Barton McLean (born 8 April 1938) is an American composer, performer, music reviewer, and writer
Barton McLean was born in Poughkeepsie, New York, the son of John and Grace McLean, on April 8, 1938. He graduated from State University of New York (SUNY) Potsdam (BS 1960), Eastman School of Music (MM 1965), where he was a student of Henry Cowell, and Indiana University (DMA 1972). He taught music theory and double bass at SUNY (1960–66), while performing on double bass in jazz groups and the Hudson Valley Philharmonic Orchestra. From 1969-76 he taught music composition and theory at Indiana University South Bend. From 1969-76 he directed the Electronic Music Center at the University of Texas at Austin. In 1967 he married fellow composer Priscilla Taylor, and by 1974 they began professional touring as The McLean Mix, presenting their electro-acoustic music, which became a full-time occupation by 1983.
He created a series of solo instrument and stereo tape pieces, best known of which is Dimensions II (1974), championed by pianist David Burge, who performed it extensively for several years. Another extensively performed set in this series, Dimensions III and IV for saxophone and stereo tape (1979) was premiered by Albert Regni in concert at the University of Texas at Austin on November 15, 1979, and recorded by Regni on CRI Records in 1980, and is still actively performed today.
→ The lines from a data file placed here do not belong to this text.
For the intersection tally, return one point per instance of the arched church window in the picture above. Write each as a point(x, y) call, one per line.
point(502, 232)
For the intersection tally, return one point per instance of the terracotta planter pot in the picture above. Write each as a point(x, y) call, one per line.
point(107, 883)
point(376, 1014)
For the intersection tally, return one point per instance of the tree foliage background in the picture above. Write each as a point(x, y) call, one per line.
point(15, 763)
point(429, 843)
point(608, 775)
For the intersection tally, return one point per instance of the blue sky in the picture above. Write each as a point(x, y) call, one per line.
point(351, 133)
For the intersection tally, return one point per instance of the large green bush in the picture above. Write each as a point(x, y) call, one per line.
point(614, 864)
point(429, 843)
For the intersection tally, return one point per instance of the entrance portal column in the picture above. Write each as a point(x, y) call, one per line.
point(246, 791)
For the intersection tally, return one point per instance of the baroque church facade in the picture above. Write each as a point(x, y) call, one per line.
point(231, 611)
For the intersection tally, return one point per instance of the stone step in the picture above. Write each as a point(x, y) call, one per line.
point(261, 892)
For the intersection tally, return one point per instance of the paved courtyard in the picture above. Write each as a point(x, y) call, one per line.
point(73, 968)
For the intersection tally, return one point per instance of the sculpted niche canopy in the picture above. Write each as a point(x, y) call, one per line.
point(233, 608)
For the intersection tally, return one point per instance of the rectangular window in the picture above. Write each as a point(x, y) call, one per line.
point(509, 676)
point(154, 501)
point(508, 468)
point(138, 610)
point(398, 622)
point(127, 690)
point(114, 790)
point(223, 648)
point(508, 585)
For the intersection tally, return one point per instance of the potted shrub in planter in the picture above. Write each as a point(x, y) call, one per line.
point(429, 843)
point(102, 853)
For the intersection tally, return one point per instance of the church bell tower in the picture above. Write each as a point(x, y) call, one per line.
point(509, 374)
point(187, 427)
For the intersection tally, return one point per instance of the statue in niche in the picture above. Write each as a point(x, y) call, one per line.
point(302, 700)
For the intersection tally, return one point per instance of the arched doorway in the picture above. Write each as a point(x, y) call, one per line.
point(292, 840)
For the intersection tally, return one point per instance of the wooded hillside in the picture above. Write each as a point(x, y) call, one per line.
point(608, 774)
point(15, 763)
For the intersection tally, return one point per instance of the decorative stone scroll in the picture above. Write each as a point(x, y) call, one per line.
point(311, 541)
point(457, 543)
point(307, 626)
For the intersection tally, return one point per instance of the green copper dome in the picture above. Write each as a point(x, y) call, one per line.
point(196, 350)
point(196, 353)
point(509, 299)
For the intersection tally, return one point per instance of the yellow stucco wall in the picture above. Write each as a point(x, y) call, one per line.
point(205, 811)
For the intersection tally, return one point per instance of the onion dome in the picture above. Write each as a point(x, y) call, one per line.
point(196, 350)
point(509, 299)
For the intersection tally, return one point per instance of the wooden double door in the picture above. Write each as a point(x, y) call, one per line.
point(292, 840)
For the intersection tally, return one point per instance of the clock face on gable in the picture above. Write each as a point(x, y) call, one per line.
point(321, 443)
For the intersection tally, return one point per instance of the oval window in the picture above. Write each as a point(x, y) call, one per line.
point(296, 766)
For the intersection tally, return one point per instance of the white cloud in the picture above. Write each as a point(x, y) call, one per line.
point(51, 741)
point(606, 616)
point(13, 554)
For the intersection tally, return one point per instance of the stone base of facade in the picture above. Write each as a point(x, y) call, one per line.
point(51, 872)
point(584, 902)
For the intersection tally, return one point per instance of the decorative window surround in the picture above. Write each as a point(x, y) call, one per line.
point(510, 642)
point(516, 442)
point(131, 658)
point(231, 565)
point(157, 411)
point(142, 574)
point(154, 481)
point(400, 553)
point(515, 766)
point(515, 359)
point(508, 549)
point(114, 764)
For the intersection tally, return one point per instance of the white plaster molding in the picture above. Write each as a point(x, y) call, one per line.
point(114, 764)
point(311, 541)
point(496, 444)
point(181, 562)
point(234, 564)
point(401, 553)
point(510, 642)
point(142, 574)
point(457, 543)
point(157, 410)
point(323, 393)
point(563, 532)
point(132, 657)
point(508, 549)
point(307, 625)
Created with a National Endowment for the Arts Composer Grant, McLean's Song of the Nahuatl, an electronic composition for eight channels of sound, was premiered at the University of Miami on March 24, 1978.The Electric Sinfonia, an electronic work which uses a 16-tone octave scale, won an award at the International Bourges, France Electro-acoustic Music Festival in June 1983. Along with many electronic works composed over the years, Barton McLean also developed the concept of the audience interacting intricately with instruments and live electronics in several installations.
McLean's music is often based upon processes and sounds of the natural world, while using current electronic and recording technology. The result is considered to have both primitive and sophisticated elements. Barton McLean's signature work is the audience-interactive installation RAINFOREST created in collaboration with wife and composer Priscilla McLean. It was staged and performed extensively throughout the USA, Canada, Europe, UK, Australia, New Zealand, and Southeast Asia from 1989 until 2013. In a darkened room a taped drone of recorded and synthesizer sounds and continuous projections of rainforest images provided an atmosphere in which members of the public were invited to perform vocally with microphones and on electronic and acoustic instruments.